To help you persist managed objects to the cloud, iCloud is integrated with Core Data. To use Core Data with
iCloud, you simply tell Core Data to create an iCloud-enabled persistent store. The iCloud service and Core
Data take care of the rest: The system manages the files in the ubiquity container that make up your persistent
store, and Core Data helps you keep your app up to date. To let you know when the content in your container
changes, Core Data posts notifications.
At a Glance
When you use Core Data, you have several storage models to choose from. Using Core Data with iCloud, you
have a subset of these options, as follows:
●
Atomic stores (for example, the binary store) load and save all of your managed objects in one go. Atomic
stores work best for smaller storage requirements.
●
Transactional stores (for example, the SQLite store) load and save only the managed objects that you’re
using and offer high–performance querying and merging. Transactional stores work best for larger, more
complex storage requirements.
●
Document storage (iOS only) works best for apps designed to use a document-based design paradigm.
Use document storage in combination with either an atomic or a transactional store.
When you decide on a storage model, consider the strengths of each store as well as the iCloud-specific
strengths discussed below.
Use Core Data Atomic Stores for Small, Simple Storage
iCloud supports XML (OS X only) and binary atomic persistent stores. Useful for small, simple storage
requirements, Core Data’s atomic-store support sacrifices merging and network efficiency for simplicity of use
for when your data rarely changes. When you use iCloud with an atomic persistent store, you work directly in
5
About Using iCloud with Core Data
Prerequisites
the ubiquity container. Binary (and XML) store files are themselves transferred to the iCloud servers; so whenever
a change is made to the data, the system uploads the entire store and pushes it to all connected devices. This
means that changes on one peer can overwrite changes made on the others.

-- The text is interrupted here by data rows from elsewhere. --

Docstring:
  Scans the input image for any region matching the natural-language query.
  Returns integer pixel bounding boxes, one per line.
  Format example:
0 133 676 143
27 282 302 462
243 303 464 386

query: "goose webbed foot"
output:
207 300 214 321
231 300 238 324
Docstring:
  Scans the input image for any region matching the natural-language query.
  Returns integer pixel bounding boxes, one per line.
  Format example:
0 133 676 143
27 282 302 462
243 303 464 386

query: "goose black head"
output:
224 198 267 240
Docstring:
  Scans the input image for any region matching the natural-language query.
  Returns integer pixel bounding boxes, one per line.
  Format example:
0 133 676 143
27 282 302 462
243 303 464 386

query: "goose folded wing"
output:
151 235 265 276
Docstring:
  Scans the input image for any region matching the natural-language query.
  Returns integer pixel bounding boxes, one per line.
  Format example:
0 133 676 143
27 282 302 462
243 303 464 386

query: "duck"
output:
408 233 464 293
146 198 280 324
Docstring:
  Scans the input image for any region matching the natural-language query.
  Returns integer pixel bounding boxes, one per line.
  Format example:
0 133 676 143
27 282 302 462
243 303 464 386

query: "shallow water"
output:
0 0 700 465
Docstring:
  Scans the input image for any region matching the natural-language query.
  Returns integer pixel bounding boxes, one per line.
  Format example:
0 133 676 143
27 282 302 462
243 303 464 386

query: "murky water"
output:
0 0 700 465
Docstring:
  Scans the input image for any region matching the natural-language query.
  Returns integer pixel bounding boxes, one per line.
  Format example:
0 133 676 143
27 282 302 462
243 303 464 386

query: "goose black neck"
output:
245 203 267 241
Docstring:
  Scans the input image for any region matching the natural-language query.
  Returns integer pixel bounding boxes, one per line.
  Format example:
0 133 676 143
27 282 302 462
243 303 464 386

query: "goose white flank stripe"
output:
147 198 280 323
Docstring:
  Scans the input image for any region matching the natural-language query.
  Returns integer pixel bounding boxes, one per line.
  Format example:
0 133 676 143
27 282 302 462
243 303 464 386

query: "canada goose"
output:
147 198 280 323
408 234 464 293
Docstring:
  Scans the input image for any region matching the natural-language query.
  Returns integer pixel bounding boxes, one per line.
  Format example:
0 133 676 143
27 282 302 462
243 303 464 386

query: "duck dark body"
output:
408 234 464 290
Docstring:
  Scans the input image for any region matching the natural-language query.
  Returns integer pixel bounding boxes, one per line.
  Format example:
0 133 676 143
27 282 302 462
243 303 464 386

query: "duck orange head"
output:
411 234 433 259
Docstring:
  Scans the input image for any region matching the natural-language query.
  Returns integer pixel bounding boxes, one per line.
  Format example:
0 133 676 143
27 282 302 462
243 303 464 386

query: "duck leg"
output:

iCloud treats Core Data atomic stores like any other file added to your app’s ubiquity container. You can learn
more about managing files in your app’s ubiquity container in iCloud Design Guide .
Use Core Data Transactional Stores for Large, Complex Storage
Core Data provides ubiquitous persistent storage for SQLite-backed stores. Core Data takes advantage of the
SQLite transactional persistence mechanism, saving and retrieving transaction logs—logs of changes—in your
app’s ubiquity container. The Core Data framework’s reliability and performance extend to iCloud, resulting
in dependable, fault-tolerant storage across multiple peers. Continue reading this document to learn more
about how to use iCloud with an SQLite store.
(iOS Only) Use Core Data Document Stores to Manage Documents in iCloud
The UIManagedDocument class is the primary mechanism through which Core Data stores managed documents
in iCloud on iOS. The UIManagedDocument class manages the entire Core Data stack for each document in
a document-based app. Changes to managed documents are automatically persisted to iCloud. By default,
managed documents are backed by SQLite-type persistent stores, but you can choose to use atomic stores
instead. While the steps you take to integrate the UIManagedDocument class into your app differ, the
model-specific guidelines and best practices you follow are generally the same. You can find additional
implementation strategies and tips in “Using Document Storage with iCloud” (page 26).
Prerequisites
iCloud is a service that stores your app’s data in the cloud and makes it available to your users’ iCloud-enabled
devices. Before using Core Data’s iCloud integration, you should read more about iCloud in iCloud Design
Guide . In addition, this guide assumes a working knowledge of Core Data, a powerful object graph and data
persistence framework. For more information about the Core Data framework, see “Introduction to Core Data
Programming Guide” in Core Data Programming Guide .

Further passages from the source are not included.